A pesquisa, orientada pela professora Sônia Maria da Silva Araújo, teve como objetivo analisar as relações que as escolas públicas amazônicas estabelecem com a cultura popular, olhando a realidade no Amapá, Amazonas e Pará.
De acordo com Albert Cordeiro, já existe uma literatura especializada que comprova a importância e o potencial educativo das manifestações culturais populares. “Buscamos entender por que, apesar de todas essas contribuições, a cultura popular segue invisibilizada ou é abordada de maneira folclorizada, pitoresca e exótica dentro do espaço escolar”, explica.
Para a tese, o autor ouviu narrativas de cinco professoras/es da educação básica que, além de exercerem o magistério, estão envolvidas/os com as manifestações culturais populares presentes em seus estados.

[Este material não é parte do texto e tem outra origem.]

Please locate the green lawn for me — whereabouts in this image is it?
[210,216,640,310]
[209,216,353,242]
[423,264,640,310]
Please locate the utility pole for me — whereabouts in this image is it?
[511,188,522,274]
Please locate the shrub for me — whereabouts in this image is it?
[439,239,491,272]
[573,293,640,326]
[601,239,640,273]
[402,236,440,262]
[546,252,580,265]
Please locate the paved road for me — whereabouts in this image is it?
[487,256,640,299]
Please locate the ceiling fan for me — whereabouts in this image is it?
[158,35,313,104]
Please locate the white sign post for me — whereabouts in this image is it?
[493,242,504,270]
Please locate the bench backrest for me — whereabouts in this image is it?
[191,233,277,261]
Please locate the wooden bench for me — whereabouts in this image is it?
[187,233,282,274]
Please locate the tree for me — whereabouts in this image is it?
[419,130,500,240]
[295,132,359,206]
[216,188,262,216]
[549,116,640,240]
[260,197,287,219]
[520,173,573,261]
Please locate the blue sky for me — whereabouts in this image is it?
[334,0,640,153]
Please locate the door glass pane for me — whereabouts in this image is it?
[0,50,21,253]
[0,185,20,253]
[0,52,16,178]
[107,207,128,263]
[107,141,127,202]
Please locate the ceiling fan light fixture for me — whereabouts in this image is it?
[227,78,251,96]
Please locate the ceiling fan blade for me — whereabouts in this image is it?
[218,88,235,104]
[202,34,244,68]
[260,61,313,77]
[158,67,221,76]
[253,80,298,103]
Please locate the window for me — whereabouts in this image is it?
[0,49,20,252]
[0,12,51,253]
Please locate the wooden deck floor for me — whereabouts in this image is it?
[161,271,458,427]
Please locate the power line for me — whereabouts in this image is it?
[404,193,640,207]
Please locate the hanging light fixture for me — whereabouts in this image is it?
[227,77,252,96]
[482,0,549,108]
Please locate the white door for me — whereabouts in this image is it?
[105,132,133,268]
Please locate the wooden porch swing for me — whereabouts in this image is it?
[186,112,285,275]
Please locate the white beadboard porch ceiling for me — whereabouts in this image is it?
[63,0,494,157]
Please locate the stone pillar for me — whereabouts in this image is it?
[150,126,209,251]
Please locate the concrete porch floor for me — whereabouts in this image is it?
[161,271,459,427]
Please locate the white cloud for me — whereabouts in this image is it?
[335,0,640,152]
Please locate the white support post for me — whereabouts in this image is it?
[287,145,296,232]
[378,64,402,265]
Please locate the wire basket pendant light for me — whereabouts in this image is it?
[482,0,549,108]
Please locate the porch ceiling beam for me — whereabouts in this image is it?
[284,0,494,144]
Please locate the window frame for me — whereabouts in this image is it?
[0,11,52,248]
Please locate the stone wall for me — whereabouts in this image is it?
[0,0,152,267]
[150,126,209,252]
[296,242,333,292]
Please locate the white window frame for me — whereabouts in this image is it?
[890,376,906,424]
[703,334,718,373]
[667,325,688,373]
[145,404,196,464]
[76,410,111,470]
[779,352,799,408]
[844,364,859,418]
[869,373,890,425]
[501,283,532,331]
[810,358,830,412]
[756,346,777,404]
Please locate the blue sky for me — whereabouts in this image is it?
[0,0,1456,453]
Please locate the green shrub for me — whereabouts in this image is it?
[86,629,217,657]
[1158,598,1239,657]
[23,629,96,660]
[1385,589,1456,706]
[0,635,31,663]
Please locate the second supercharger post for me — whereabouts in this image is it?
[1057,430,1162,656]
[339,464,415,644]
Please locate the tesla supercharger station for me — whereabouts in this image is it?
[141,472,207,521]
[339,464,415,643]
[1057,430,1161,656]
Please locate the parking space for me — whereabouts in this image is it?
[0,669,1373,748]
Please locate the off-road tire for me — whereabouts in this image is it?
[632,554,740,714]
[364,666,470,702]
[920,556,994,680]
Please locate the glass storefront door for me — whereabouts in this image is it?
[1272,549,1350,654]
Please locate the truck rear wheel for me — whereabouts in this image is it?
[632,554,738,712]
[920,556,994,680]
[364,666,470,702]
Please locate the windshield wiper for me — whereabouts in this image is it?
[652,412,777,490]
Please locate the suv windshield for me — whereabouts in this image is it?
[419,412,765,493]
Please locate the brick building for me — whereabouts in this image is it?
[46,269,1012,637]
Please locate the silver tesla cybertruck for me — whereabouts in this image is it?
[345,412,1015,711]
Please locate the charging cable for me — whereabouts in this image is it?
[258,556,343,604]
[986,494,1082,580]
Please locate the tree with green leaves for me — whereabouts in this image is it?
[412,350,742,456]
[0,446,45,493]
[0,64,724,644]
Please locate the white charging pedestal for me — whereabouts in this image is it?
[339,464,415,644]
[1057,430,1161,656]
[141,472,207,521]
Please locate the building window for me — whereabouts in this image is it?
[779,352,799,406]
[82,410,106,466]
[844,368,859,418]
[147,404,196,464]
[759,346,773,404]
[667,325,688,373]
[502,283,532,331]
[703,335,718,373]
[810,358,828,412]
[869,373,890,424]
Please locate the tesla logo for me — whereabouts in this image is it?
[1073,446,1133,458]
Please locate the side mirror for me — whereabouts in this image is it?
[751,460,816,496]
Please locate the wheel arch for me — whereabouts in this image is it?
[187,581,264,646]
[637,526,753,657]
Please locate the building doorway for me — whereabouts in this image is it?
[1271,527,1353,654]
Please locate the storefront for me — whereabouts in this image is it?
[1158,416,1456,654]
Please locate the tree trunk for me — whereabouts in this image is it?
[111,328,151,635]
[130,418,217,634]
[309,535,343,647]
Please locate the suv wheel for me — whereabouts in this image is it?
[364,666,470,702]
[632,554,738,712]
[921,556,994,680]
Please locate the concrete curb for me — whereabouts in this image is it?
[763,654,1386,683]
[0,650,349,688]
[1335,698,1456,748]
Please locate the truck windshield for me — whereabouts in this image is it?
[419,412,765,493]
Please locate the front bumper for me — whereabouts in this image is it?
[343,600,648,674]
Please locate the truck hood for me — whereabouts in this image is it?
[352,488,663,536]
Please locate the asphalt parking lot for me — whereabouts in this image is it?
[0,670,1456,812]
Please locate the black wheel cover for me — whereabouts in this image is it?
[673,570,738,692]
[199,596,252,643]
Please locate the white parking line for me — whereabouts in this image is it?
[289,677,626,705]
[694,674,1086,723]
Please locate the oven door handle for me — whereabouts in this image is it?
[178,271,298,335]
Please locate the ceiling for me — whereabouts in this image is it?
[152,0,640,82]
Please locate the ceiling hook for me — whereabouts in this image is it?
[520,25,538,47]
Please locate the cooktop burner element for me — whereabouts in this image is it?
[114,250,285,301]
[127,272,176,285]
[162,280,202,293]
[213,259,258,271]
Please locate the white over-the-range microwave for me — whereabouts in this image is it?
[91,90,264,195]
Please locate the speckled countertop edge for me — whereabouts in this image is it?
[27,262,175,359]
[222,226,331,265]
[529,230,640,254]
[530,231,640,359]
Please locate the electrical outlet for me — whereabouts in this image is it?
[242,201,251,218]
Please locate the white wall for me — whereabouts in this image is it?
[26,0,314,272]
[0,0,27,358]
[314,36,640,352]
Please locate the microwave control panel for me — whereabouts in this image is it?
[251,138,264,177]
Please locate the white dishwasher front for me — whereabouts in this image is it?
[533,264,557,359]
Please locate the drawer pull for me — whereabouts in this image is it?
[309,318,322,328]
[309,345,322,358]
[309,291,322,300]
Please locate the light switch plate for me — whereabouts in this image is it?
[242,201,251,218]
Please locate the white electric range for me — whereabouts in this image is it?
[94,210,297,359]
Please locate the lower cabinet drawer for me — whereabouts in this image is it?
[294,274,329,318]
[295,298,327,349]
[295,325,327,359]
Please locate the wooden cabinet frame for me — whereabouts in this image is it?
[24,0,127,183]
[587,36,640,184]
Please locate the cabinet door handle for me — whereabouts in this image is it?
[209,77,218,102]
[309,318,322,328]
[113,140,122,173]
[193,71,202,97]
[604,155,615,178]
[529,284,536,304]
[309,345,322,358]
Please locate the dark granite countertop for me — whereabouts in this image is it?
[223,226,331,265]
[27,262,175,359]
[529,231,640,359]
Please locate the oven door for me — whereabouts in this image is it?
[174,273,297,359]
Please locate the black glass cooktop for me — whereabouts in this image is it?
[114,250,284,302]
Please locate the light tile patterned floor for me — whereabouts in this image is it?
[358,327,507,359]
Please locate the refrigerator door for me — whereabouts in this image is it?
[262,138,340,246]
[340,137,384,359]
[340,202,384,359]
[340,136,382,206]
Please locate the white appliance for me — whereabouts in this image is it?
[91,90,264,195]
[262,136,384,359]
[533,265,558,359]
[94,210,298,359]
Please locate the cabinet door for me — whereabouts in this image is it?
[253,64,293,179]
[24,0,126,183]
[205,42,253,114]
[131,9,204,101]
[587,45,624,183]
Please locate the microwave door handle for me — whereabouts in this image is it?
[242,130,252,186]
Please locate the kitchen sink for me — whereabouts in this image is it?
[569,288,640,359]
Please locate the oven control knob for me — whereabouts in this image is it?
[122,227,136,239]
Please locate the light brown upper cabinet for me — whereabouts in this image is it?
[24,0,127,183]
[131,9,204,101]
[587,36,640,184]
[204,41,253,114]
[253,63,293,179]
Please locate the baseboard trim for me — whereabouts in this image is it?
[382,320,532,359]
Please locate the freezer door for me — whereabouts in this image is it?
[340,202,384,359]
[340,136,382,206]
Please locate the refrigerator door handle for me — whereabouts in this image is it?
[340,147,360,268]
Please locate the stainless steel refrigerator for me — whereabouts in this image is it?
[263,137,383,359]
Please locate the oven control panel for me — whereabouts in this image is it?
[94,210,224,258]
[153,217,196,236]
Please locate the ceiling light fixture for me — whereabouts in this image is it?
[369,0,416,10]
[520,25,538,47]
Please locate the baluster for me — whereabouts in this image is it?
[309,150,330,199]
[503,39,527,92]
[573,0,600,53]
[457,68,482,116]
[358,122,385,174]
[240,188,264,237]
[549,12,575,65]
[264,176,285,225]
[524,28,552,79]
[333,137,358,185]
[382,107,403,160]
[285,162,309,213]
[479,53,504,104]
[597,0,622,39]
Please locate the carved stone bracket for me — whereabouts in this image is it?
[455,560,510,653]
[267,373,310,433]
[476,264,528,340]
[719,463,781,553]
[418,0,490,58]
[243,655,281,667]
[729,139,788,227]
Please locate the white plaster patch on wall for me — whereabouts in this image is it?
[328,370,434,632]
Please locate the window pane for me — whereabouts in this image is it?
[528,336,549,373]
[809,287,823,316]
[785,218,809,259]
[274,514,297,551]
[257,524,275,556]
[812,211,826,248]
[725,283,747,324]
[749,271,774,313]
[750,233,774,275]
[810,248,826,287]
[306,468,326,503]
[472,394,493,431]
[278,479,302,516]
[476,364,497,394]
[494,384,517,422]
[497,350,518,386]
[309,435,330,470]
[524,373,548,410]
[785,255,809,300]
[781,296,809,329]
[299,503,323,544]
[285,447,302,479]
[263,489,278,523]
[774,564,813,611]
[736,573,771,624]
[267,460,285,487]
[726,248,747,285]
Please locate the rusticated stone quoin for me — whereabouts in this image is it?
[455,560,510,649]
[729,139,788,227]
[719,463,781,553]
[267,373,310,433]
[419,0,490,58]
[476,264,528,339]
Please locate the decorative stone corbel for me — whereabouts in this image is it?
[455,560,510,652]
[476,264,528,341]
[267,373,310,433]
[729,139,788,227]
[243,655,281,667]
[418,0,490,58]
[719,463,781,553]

História Oral para acessar memórias de professores
Albert Alan de Sousa Cordeiro selecionou os aspectos que deveriam ser tratados no roteiro semiestruturado, realizando perguntas complementares ao longo da entrevista, quando necessário. “Organizamos o roteiro baseado nos seguintes eixos: memórias sobre a vida estudantil, memórias sobre a vida com a cultura popular, memórias sobre a formação acadêmica e memórias sobre atuação profissional”, afirma.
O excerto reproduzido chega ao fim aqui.